Subject: Slow performance when pulling back large data
Net::Telnet 3.0.3 This is perl, v5.6.1 built for sun4-solaris SunOS XXXXX.fordys.net 5.8 Generic_108528-20 sun4u sparc SUNW,Ultra-4 If you try pulling back large amounts of data over a telnet session, it can take a long time, and hog a lot of CPU time to pull the data back. I believe this is due to the entire buffer downloaded so far being scanned for the 'waitfor' prompts every n bytes downloaded. If your pulling down 1Mb of text data, this buffer can get very large, so the code is constantly cycling over this entire 1Mb of data looking for the waitfor prompt-- essentially doing the same work multiple times. I have made some Temporary "belt and braces" modifications to Telnet.pm, which only scan the list n bytes of the buffer instead, and I've improved the performance by at least over 5 times. (The more data you pull, the more CPU it saves). Can someone have a look at this? It'd be great if this could be fixed in a future distribution, rather than me manually modifying Telnet.pm everywhere :o) Regards, Adam.
Guest via RT wrote: Show quoted text
> If you try pulling back large amounts of data over a telnet > session, it can take a long time, and hog a lot of CPU time to > pull the data back.
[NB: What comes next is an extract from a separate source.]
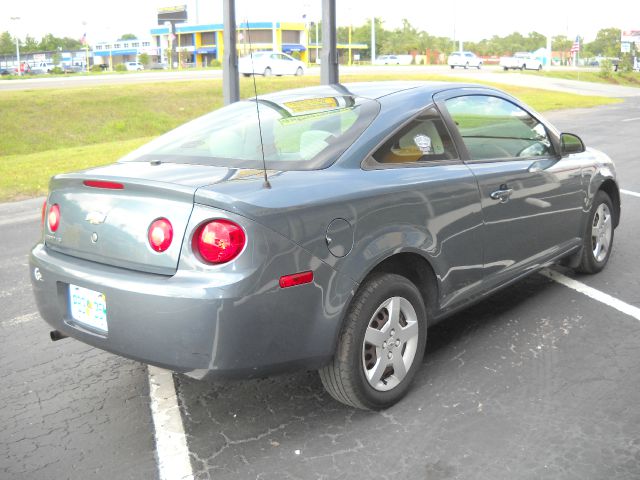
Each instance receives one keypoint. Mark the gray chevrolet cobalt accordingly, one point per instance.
(322, 228)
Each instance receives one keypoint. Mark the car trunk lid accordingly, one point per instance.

I believe this is due to the entire buffer > downloaded so far being scanned for the 'waitfor' prompts every > n bytes downloaded. > > If your pulling down 1Mb of text data, this buffer can get very > large, so the code is constantly cycling over this entire 1Mb > of data looking for the waitfor prompt-- essentially doing the > same work multiple times.
Yes I believe that's correct. However since so few users are pulling down anything close to 1MB of output from a command, I consider this a low priority fix. The work-around is to read a block at a time and scan for the prompt. There's an example in the Net::Telnet "man" page on how to do this. See the example on how to down load a file of any type.
I'm sorry but I think the performance problem described is best handled by the users modifying their code to use get() instead of waitfor(). Thanks for pointing out this problem.